¹Division of Hematology-Oncology, Department of Medicine, University of California, Los Angeles, California, CA 90095, USA

²Department of Biological Chemistry, University of California, Los Angeles, California, CA 90095, USA

³The Laboratories for Reproductive Biology, Department of Pediatrics, University of North Carolina School of Medicine, Chapel Hill, North Carolina, NC 27599-7500, USA

Correspondence to: K Shuai, Division of Hematology-Oncology, 11-934 Factor Bldg, 10833 LeConte Avenue, Los Angeles, California, CA 9005-1678, USA

Androgen signaling influences the development and growth of prostate carcinoma. The transcriptional activity of androgen receptor (AR) is regulated by positive or negative transcriptional cofactors. We report here that PIAS1, PIAS3, and PIASy of the protein inhibitor of activated STAT (PIAS) family, which are expressed in human prostate, display distinct effects on AR-mediated gene activation in prostate cancer cells.
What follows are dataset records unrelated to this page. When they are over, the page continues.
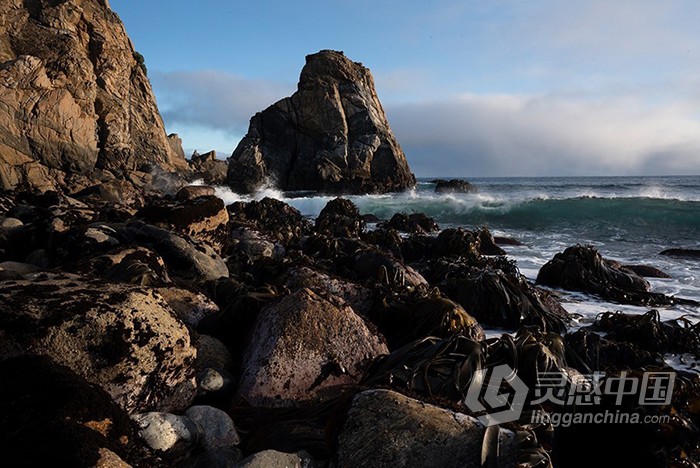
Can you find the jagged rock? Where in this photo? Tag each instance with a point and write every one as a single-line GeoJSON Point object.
{"type": "Point", "coordinates": [582, 268]}
{"type": "Point", "coordinates": [693, 254]}
{"type": "Point", "coordinates": [340, 218]}
{"type": "Point", "coordinates": [190, 307]}
{"type": "Point", "coordinates": [166, 432]}
{"type": "Point", "coordinates": [74, 97]}
{"type": "Point", "coordinates": [387, 429]}
{"type": "Point", "coordinates": [275, 459]}
{"type": "Point", "coordinates": [209, 169]}
{"type": "Point", "coordinates": [51, 416]}
{"type": "Point", "coordinates": [215, 427]}
{"type": "Point", "coordinates": [191, 192]}
{"type": "Point", "coordinates": [417, 223]}
{"type": "Point", "coordinates": [272, 217]}
{"type": "Point", "coordinates": [329, 346]}
{"type": "Point", "coordinates": [122, 338]}
{"type": "Point", "coordinates": [330, 136]}
{"type": "Point", "coordinates": [647, 271]}
{"type": "Point", "coordinates": [454, 186]}
{"type": "Point", "coordinates": [355, 295]}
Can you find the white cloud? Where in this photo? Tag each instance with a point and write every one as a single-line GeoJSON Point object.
{"type": "Point", "coordinates": [215, 100]}
{"type": "Point", "coordinates": [546, 135]}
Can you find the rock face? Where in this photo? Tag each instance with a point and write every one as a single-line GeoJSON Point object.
{"type": "Point", "coordinates": [385, 428]}
{"type": "Point", "coordinates": [331, 136]}
{"type": "Point", "coordinates": [329, 346]}
{"type": "Point", "coordinates": [75, 98]}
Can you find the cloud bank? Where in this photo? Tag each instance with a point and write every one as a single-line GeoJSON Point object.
{"type": "Point", "coordinates": [474, 135]}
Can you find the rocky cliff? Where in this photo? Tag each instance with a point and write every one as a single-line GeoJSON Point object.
{"type": "Point", "coordinates": [75, 103]}
{"type": "Point", "coordinates": [331, 135]}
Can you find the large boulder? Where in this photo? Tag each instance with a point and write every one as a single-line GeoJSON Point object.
{"type": "Point", "coordinates": [302, 346]}
{"type": "Point", "coordinates": [75, 98]}
{"type": "Point", "coordinates": [331, 135]}
{"type": "Point", "coordinates": [123, 338]}
{"type": "Point", "coordinates": [387, 429]}
{"type": "Point", "coordinates": [53, 417]}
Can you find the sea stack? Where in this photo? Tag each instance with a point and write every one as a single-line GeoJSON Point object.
{"type": "Point", "coordinates": [330, 136]}
{"type": "Point", "coordinates": [76, 105]}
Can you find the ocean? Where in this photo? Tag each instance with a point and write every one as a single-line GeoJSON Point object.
{"type": "Point", "coordinates": [628, 219]}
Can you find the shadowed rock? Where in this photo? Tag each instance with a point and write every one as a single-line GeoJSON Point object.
{"type": "Point", "coordinates": [76, 101]}
{"type": "Point", "coordinates": [331, 136]}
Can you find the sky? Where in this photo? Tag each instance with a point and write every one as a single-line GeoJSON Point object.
{"type": "Point", "coordinates": [470, 87]}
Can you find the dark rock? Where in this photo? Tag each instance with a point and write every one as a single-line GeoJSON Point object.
{"type": "Point", "coordinates": [273, 218]}
{"type": "Point", "coordinates": [407, 315]}
{"type": "Point", "coordinates": [122, 338]}
{"type": "Point", "coordinates": [328, 345]}
{"type": "Point", "coordinates": [51, 416]}
{"type": "Point", "coordinates": [500, 297]}
{"type": "Point", "coordinates": [682, 253]}
{"type": "Point", "coordinates": [191, 192]}
{"type": "Point", "coordinates": [275, 459]}
{"type": "Point", "coordinates": [199, 217]}
{"type": "Point", "coordinates": [207, 168]}
{"type": "Point", "coordinates": [166, 432]}
{"type": "Point", "coordinates": [582, 268]}
{"type": "Point", "coordinates": [340, 218]}
{"type": "Point", "coordinates": [417, 223]}
{"type": "Point", "coordinates": [500, 240]}
{"type": "Point", "coordinates": [75, 99]}
{"type": "Point", "coordinates": [463, 243]}
{"type": "Point", "coordinates": [453, 186]}
{"type": "Point", "coordinates": [387, 429]}
{"type": "Point", "coordinates": [647, 271]}
{"type": "Point", "coordinates": [330, 136]}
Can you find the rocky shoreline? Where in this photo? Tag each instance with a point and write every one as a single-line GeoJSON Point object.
{"type": "Point", "coordinates": [144, 322]}
{"type": "Point", "coordinates": [215, 334]}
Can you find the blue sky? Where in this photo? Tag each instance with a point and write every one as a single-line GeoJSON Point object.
{"type": "Point", "coordinates": [471, 88]}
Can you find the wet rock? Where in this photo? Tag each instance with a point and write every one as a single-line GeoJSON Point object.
{"type": "Point", "coordinates": [75, 98]}
{"type": "Point", "coordinates": [460, 242]}
{"type": "Point", "coordinates": [454, 186]}
{"type": "Point", "coordinates": [208, 168]}
{"type": "Point", "coordinates": [16, 270]}
{"type": "Point", "coordinates": [51, 416]}
{"type": "Point", "coordinates": [692, 254]}
{"type": "Point", "coordinates": [197, 217]}
{"type": "Point", "coordinates": [340, 218]}
{"type": "Point", "coordinates": [192, 192]}
{"type": "Point", "coordinates": [330, 136]}
{"type": "Point", "coordinates": [219, 458]}
{"type": "Point", "coordinates": [272, 217]}
{"type": "Point", "coordinates": [212, 353]}
{"type": "Point", "coordinates": [9, 223]}
{"type": "Point", "coordinates": [500, 297]}
{"type": "Point", "coordinates": [647, 271]}
{"type": "Point", "coordinates": [417, 223]}
{"type": "Point", "coordinates": [582, 268]}
{"type": "Point", "coordinates": [329, 345]}
{"type": "Point", "coordinates": [166, 432]}
{"type": "Point", "coordinates": [190, 307]}
{"type": "Point", "coordinates": [355, 295]}
{"type": "Point", "coordinates": [139, 266]}
{"type": "Point", "coordinates": [405, 314]}
{"type": "Point", "coordinates": [275, 459]}
{"type": "Point", "coordinates": [500, 240]}
{"type": "Point", "coordinates": [123, 338]}
{"type": "Point", "coordinates": [184, 257]}
{"type": "Point", "coordinates": [387, 429]}
{"type": "Point", "coordinates": [215, 427]}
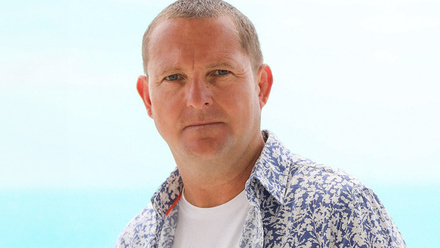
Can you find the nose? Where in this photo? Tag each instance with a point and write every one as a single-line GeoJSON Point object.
{"type": "Point", "coordinates": [199, 94]}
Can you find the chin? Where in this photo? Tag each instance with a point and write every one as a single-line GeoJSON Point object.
{"type": "Point", "coordinates": [208, 148]}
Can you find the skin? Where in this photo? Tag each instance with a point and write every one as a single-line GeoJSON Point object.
{"type": "Point", "coordinates": [206, 103]}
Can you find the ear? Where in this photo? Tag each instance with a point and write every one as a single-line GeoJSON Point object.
{"type": "Point", "coordinates": [144, 92]}
{"type": "Point", "coordinates": [265, 81]}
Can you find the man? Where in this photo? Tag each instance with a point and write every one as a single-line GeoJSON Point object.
{"type": "Point", "coordinates": [235, 185]}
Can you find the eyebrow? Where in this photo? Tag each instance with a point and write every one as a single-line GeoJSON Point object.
{"type": "Point", "coordinates": [170, 69]}
{"type": "Point", "coordinates": [222, 64]}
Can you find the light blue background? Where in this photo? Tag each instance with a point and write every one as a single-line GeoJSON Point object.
{"type": "Point", "coordinates": [355, 87]}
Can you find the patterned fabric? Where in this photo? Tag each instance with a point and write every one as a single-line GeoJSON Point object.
{"type": "Point", "coordinates": [294, 203]}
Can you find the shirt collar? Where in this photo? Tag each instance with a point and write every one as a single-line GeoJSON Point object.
{"type": "Point", "coordinates": [271, 171]}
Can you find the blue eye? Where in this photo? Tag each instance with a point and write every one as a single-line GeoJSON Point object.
{"type": "Point", "coordinates": [222, 72]}
{"type": "Point", "coordinates": [173, 77]}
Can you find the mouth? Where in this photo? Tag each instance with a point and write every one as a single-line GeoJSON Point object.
{"type": "Point", "coordinates": [202, 125]}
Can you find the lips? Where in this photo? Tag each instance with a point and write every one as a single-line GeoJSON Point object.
{"type": "Point", "coordinates": [202, 124]}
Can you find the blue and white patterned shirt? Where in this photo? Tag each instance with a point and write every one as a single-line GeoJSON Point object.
{"type": "Point", "coordinates": [294, 203]}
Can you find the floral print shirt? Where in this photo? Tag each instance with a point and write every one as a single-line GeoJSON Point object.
{"type": "Point", "coordinates": [294, 203]}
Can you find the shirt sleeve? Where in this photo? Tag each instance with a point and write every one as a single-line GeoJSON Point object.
{"type": "Point", "coordinates": [362, 221]}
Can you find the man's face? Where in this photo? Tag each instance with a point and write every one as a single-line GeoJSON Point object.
{"type": "Point", "coordinates": [201, 91]}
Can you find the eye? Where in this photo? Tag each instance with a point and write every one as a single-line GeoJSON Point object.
{"type": "Point", "coordinates": [173, 77]}
{"type": "Point", "coordinates": [222, 72]}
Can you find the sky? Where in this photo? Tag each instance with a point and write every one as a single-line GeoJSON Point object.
{"type": "Point", "coordinates": [355, 87]}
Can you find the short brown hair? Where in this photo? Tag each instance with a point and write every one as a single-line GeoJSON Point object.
{"type": "Point", "coordinates": [192, 9]}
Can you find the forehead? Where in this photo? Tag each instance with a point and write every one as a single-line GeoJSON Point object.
{"type": "Point", "coordinates": [182, 38]}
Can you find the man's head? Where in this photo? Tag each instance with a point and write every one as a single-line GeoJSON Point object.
{"type": "Point", "coordinates": [203, 9]}
{"type": "Point", "coordinates": [202, 88]}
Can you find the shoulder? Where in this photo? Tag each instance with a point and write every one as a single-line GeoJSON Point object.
{"type": "Point", "coordinates": [335, 201]}
{"type": "Point", "coordinates": [139, 231]}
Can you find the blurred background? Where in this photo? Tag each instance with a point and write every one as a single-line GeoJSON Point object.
{"type": "Point", "coordinates": [355, 87]}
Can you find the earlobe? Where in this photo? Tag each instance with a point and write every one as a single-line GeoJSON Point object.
{"type": "Point", "coordinates": [144, 91]}
{"type": "Point", "coordinates": [265, 81]}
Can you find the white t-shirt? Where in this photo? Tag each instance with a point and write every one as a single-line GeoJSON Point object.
{"type": "Point", "coordinates": [215, 227]}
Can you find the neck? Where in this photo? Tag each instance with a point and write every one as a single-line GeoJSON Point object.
{"type": "Point", "coordinates": [215, 182]}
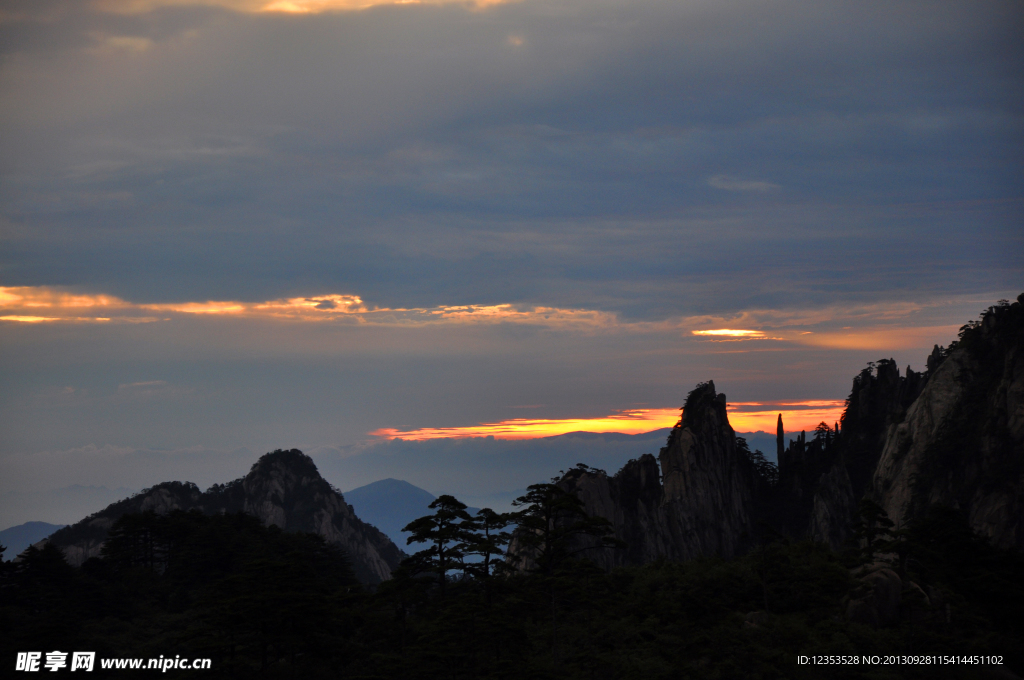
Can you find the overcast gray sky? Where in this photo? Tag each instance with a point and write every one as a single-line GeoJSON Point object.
{"type": "Point", "coordinates": [226, 227]}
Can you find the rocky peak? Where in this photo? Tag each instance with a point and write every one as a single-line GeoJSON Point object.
{"type": "Point", "coordinates": [696, 499]}
{"type": "Point", "coordinates": [283, 489]}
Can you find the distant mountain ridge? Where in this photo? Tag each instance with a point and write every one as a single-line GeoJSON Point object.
{"type": "Point", "coordinates": [283, 489]}
{"type": "Point", "coordinates": [18, 538]}
{"type": "Point", "coordinates": [390, 505]}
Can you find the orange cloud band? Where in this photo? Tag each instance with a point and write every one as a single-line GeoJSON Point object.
{"type": "Point", "coordinates": [744, 417]}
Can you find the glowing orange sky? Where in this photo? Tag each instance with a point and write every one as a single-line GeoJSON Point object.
{"type": "Point", "coordinates": [744, 417]}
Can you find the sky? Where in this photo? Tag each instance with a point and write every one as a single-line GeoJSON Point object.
{"type": "Point", "coordinates": [436, 231]}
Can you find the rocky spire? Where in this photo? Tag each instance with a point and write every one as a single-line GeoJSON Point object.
{"type": "Point", "coordinates": [779, 439]}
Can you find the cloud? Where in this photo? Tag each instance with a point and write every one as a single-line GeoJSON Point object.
{"type": "Point", "coordinates": [731, 184]}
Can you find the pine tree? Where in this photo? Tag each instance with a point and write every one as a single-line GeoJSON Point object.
{"type": "Point", "coordinates": [448, 532]}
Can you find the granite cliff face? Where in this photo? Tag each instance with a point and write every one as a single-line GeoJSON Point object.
{"type": "Point", "coordinates": [962, 442]}
{"type": "Point", "coordinates": [696, 499]}
{"type": "Point", "coordinates": [282, 489]}
{"type": "Point", "coordinates": [951, 435]}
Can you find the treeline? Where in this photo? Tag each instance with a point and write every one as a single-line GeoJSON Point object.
{"type": "Point", "coordinates": [262, 602]}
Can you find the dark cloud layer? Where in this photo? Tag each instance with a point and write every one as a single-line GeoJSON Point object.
{"type": "Point", "coordinates": [852, 169]}
{"type": "Point", "coordinates": [617, 157]}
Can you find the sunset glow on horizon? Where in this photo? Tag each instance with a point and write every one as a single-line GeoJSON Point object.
{"type": "Point", "coordinates": [743, 417]}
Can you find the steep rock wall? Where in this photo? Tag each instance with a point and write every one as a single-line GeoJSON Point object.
{"type": "Point", "coordinates": [962, 442]}
{"type": "Point", "coordinates": [697, 499]}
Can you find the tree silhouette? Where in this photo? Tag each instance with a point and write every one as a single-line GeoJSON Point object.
{"type": "Point", "coordinates": [448, 532]}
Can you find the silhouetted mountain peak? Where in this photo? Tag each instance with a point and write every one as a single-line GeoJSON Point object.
{"type": "Point", "coordinates": [283, 487]}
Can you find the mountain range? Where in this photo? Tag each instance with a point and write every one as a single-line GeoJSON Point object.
{"type": "Point", "coordinates": [951, 435]}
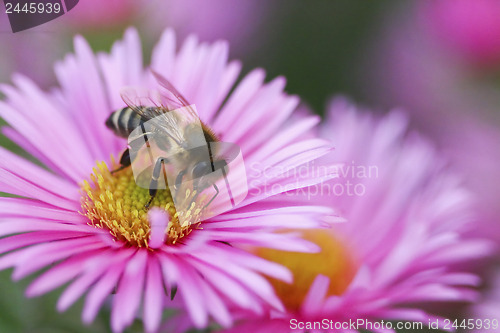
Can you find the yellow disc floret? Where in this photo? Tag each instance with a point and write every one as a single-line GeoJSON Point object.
{"type": "Point", "coordinates": [334, 261]}
{"type": "Point", "coordinates": [113, 201]}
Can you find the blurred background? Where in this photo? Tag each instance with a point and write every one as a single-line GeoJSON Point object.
{"type": "Point", "coordinates": [438, 60]}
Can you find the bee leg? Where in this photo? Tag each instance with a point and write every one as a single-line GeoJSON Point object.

While PIAS1 and PIAS3 enhance the transcriptional activity of AR, PIASy acts as a potent inhibitor of AR in prostate cancer cells. The effects of PIAS proteins on AR are competitive. PIASy binds to AR but does not affect the DNA binding activity of AR. An NH2-terminal LXXLL signature motif of PIASy, although not required for PIASy-AR interaction, is essential for the transrepression activity of PIASy. Our results identify PIASy as a transcriptional corepressor of AR and suggest that different PIAS proteins have distinct effects on AR signaling in prostate cancer cells. Oncogene (2001) 20, 3880-3887.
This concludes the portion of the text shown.